When picking on others doesn’t work, as there are bigger and older kids
at the center who intervene, he’s often left alone, seen crying afterwards,
literally overcome by his own misery.
While the Edhi centers can protect these kids from the harsh reality of
the outside world, many continue to have suicide tendencies or believe God has
abandoned them as well. One of the most
heartbreaking moments is witnessing Asad returning one of these kids back to
his family, where the boy is shivering in fright and in tears at the thought of
having to be returned to the family that continuously beat him, where the
family is not happy about his return either, uttering “I’d have been happier if
you’d brought me his corpse,” where as impossible as it seems, home life may
actually cause greater grief and sorrow than the solitary isolation of the
shelter. Here it appears there are 20 or
30 people to a one-roomed house in an overpopulated slum, obviously too many
mouths to feed, where the boy running away was no accident, but something he
was driven to do by an uncaring and hostile family, which, when confronted with
Asad’s allegations of beatings and abuse, quickly denies before the cameras
that they ever laid a hand on the boy.
Asad’s final delivery is Omar, who lives deep into Taliban
territory, offering a uniquely human and sympathetic face never before associated with that of “the enemy,” where the circuitous journey into the heart of darkness includes an
elusive race by Omar disappearing into a massive crowd at the Mazar shrine, which
he insists on visiting, eluding authorities to be able to pray next to a shrine
before they continue their long and arduous journey through the night and into the
next morning before arriving at one of the most desolate places on the planet,
where there are no houses or standing structures, only the flattened,
bombed-out ruins of a destroyed village, likely from a drone attack or a long
forgotten battle scene, where one instantly mourns for any signs of humanity
forced to live in these ghastly conditions.

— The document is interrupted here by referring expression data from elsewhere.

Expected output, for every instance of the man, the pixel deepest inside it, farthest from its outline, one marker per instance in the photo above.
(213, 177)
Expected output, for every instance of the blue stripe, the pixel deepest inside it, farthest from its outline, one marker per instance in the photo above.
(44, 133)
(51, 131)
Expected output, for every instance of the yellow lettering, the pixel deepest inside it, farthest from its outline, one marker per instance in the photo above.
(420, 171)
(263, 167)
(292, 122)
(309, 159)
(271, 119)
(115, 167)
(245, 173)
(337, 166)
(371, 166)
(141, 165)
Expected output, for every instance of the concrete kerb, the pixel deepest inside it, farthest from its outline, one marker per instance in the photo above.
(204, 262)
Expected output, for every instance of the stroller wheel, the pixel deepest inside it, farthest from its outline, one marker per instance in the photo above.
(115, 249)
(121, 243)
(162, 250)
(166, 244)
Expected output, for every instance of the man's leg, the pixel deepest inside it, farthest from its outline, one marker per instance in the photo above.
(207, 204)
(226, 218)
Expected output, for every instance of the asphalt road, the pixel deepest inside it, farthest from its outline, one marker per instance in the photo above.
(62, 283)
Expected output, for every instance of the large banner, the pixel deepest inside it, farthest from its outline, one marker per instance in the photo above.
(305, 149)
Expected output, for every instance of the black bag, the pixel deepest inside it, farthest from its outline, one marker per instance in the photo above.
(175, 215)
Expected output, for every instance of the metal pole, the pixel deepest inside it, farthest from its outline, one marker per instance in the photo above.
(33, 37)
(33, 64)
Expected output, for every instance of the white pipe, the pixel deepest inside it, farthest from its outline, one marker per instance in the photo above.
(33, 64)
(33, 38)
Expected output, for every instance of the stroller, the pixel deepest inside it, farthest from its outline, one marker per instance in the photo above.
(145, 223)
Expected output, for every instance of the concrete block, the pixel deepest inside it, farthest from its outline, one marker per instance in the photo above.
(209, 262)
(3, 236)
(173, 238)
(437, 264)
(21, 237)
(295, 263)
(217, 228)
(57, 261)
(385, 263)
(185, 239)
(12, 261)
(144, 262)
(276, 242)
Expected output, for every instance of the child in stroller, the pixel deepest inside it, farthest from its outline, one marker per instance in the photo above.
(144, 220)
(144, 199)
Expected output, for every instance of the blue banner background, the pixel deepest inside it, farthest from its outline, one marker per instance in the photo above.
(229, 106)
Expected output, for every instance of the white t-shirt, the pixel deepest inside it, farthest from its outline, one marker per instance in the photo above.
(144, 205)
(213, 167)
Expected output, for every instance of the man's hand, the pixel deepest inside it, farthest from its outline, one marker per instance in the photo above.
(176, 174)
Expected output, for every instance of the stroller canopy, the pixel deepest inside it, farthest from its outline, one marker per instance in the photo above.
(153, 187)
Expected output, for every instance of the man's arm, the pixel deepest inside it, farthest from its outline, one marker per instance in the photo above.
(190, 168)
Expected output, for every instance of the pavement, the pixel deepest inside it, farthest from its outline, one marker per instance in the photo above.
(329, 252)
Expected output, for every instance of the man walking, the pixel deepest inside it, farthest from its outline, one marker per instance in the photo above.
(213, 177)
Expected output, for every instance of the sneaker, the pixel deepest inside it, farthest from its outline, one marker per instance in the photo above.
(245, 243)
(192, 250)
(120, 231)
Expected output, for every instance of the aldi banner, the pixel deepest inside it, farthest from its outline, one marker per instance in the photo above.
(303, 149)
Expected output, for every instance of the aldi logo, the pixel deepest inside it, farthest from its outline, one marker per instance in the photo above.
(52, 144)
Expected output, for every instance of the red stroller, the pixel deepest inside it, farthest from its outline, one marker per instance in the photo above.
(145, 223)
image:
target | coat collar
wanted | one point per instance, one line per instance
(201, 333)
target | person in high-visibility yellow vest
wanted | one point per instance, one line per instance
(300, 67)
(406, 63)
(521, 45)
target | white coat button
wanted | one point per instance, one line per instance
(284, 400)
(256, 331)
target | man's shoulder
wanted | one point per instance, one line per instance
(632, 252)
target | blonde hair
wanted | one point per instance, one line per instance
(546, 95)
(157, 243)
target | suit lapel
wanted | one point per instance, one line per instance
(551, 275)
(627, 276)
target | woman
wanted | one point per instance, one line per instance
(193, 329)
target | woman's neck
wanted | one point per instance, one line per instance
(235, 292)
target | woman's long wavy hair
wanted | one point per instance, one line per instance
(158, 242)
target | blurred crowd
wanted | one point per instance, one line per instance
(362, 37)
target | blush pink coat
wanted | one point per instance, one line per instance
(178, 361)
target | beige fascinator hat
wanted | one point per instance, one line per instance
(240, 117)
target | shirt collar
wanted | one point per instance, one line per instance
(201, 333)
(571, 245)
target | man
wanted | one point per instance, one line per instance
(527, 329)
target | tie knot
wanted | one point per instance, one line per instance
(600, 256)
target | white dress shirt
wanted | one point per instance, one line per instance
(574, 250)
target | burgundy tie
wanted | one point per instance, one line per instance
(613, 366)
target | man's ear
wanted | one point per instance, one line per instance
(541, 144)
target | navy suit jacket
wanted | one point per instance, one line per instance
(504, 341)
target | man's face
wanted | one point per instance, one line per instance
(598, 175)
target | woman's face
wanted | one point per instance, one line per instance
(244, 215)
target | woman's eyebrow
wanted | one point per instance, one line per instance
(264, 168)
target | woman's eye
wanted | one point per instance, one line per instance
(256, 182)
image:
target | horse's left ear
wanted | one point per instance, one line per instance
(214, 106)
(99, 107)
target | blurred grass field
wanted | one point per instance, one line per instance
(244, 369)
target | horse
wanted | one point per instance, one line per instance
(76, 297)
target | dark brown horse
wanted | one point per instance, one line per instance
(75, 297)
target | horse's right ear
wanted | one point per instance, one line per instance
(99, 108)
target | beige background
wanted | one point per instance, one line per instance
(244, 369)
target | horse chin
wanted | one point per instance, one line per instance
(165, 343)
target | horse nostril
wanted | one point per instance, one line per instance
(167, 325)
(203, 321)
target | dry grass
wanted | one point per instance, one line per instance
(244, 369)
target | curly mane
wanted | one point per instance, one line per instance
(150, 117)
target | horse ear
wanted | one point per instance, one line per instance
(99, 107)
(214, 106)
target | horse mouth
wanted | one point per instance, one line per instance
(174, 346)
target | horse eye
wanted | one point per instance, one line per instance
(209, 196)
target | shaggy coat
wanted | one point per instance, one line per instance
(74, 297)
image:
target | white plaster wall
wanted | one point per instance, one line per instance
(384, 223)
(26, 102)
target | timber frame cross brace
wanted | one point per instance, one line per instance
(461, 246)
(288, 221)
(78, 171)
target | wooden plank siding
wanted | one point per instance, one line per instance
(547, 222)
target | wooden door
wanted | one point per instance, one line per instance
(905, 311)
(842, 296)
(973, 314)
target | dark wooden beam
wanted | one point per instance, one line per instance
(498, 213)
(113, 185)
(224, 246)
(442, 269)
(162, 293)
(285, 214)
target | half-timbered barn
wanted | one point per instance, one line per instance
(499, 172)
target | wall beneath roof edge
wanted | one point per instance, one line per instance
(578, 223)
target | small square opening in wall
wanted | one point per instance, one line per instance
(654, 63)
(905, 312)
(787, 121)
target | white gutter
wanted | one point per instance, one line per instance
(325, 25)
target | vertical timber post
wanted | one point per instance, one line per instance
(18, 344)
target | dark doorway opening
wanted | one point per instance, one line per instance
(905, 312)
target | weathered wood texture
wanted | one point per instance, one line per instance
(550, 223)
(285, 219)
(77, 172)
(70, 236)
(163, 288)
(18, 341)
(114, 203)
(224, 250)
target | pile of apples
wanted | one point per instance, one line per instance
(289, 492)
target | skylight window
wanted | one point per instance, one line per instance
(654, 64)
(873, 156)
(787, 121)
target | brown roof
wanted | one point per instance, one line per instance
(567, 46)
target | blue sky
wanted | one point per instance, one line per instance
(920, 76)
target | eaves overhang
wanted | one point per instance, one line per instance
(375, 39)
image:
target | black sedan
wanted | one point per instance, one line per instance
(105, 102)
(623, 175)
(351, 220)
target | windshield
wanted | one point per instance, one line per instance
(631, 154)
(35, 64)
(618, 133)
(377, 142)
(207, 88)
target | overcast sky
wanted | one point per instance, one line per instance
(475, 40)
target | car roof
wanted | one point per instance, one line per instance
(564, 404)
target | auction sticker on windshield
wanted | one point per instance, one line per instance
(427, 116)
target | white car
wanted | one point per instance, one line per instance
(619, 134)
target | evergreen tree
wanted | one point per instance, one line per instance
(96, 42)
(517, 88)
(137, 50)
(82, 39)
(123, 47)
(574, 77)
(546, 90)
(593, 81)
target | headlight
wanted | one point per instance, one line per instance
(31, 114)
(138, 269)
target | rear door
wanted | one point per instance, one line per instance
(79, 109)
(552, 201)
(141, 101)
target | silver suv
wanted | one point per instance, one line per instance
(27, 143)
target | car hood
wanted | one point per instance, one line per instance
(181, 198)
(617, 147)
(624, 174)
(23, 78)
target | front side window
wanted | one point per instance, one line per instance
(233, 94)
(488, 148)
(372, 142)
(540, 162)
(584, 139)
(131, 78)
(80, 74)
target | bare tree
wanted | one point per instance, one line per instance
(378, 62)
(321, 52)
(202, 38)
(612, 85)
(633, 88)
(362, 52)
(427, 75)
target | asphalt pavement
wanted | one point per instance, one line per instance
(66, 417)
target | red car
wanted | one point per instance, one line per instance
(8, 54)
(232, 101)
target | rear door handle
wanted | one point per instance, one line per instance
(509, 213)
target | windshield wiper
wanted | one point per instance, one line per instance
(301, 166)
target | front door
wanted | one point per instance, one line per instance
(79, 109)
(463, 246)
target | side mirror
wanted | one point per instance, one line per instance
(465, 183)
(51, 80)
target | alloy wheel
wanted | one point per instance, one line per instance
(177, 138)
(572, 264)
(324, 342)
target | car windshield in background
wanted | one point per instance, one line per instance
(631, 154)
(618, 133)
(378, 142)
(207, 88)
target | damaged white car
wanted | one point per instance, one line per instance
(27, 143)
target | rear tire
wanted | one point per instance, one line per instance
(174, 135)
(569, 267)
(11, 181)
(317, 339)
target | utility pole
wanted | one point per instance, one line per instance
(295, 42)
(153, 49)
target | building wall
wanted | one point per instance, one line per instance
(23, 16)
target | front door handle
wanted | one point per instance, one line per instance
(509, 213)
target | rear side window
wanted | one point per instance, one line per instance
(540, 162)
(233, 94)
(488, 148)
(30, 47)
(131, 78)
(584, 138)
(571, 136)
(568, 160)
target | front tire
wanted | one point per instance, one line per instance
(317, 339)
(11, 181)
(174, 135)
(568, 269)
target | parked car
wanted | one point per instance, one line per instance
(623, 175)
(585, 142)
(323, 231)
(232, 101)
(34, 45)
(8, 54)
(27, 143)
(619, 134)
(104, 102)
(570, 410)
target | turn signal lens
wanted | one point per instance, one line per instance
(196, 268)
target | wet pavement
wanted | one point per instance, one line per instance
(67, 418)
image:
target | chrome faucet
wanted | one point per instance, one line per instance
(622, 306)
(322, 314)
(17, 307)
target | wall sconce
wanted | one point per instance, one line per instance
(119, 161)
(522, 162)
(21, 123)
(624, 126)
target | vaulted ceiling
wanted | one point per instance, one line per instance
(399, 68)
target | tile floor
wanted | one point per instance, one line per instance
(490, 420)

Omar points out his home, where there is no water, gas, electricity, or even a roof, just
half destroyed, ramble shack huts where his family suggests he’s actually safer
and better off in the shelter than living here, acknowledging they have many
more children who remain under the protection of other Edhi shelters, where the
family has no intention of looking for them. It’s only here that one gets the fuller
picture of what these kids are running away from, where as painful as it is to
admit, life in the overcrowded Edhi shelters may actually bring these children
closer to God’s grace, where they are fed and clothed and protected from the appalling
conditions of utter destruction, famine, and brutal poverty. Deeply moving and void of any pretense, these
are graphic depictions of a life unimaginable just about anyplace else in the
world today, evidence of a kind of prehistoric dawn of man, even worse than the
devastating, war ravaged rubble of Rossellini's GERMANY YEAR ZERO (1948), more reminiscent
of Hiroshima, as everything is flattened, where no buildings survive. Out of the calamitous ruins of destruction new
life forms may thrive, where one can only hope and pray that one of them is
human. After driving in a car all night
and much of the day just to find this place, it’s nearly unfathomable to
imagine how Omar and his siblings are actually making the dangerous trek back
across the country on foot to find their way back into the protection of the Ebhi
shelters so many miles and miles away, where they may as well be lone survivors
of the apocalypse, but as the film suggests, they must learn to walk before they can fly.